That accuracy starts each day from scratch. With his team, Kelly analyzes weather radar, temperatures, weather conditions farther north and five to seven computer models. Continually monitoring and tweaking throughout the day is the hardest part, he says. “The stuff on the air, telling the weather story, that’s fun.”

“If it’s a weather storm or thunderstorm, then it’s a serious tone, but the weather specifically is an area in which we can lighten people’s days up,” Kelly says. He geeks out over a lot of weather concepts: thunderstorms, lenticular clouds, snow rollers and plain old snow.

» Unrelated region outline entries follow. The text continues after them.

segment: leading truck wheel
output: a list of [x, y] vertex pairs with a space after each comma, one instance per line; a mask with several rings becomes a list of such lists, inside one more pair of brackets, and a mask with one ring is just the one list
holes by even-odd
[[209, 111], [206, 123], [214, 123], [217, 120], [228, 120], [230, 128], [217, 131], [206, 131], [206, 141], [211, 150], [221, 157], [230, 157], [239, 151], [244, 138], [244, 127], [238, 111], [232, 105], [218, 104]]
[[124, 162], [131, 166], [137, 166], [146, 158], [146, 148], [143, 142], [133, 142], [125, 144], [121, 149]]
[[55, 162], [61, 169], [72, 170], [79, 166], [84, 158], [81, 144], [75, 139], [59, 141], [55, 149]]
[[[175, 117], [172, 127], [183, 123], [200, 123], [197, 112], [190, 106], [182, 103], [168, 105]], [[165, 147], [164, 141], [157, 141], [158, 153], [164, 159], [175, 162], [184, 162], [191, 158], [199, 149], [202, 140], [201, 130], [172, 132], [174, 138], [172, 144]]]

When asked if weather apps steal his viewers, Kelly said his job isn’t threatened. “What an app is not going to tell you are things like it’s going to be 42, but you’re still going to want your jacket even though 40 sounds warmer than it has been,” Kelly says. “But also have your sunglasses tomorrow, because there is going to be a lot of sun tomorrow. Not a cloud in the sky and, with all the snow still on the ground, the reflection rate is going to be very, very, very bright.”

Apps also lack the “personality stuff,” he added. His previous popular segments include him scaling up his forecast map thanks to a giant green climbing wall, turning a golf course into his weather green screen and paddling in front of a weather wall.

When not at work, Kelly can be found with his wife Jolene and their three daughters.